EVENTUALLY you surprise yourself by saying 30 years ago about your own life.
That phrase is about all we plan on borrowing from Philip Larkin for the moment, though the great poet and University of Hull librarian is always a good starting point.
Thirty-four years ago this column and another 29 reluctant scholars had a starting point of our own when we trooped into second class, upstairs in the old North Mon primary school, where we were the first class to come to the attention of a recent graduate from teacher training college, a Kilrush man.
The Clare reference is deliberate.

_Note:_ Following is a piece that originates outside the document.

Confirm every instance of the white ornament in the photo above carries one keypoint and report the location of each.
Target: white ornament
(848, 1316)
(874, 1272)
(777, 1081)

At eight years of age it was a genuine surprise that somebody from another county didn’t have two heads or a prehensile tail, and it was two weeks’ work for us to get used to someone who wasn’t from Cork.
In retrospect the dates make our teacher a rough contemporary of the likes of famous hurling managers and national school teachers Ger Loughnane and Brian Cody, but our reasons for reliving the summer of ‘76 aren’t immediately sports-based.
Our teacher was more focused on getting a bunch of nose-picking urchins to focus on the three Rs, though there were wider life lessons to be learned along the way: the suggestion to avoid teaching as a career if we wanted to become rich stayed with most of us, for instance.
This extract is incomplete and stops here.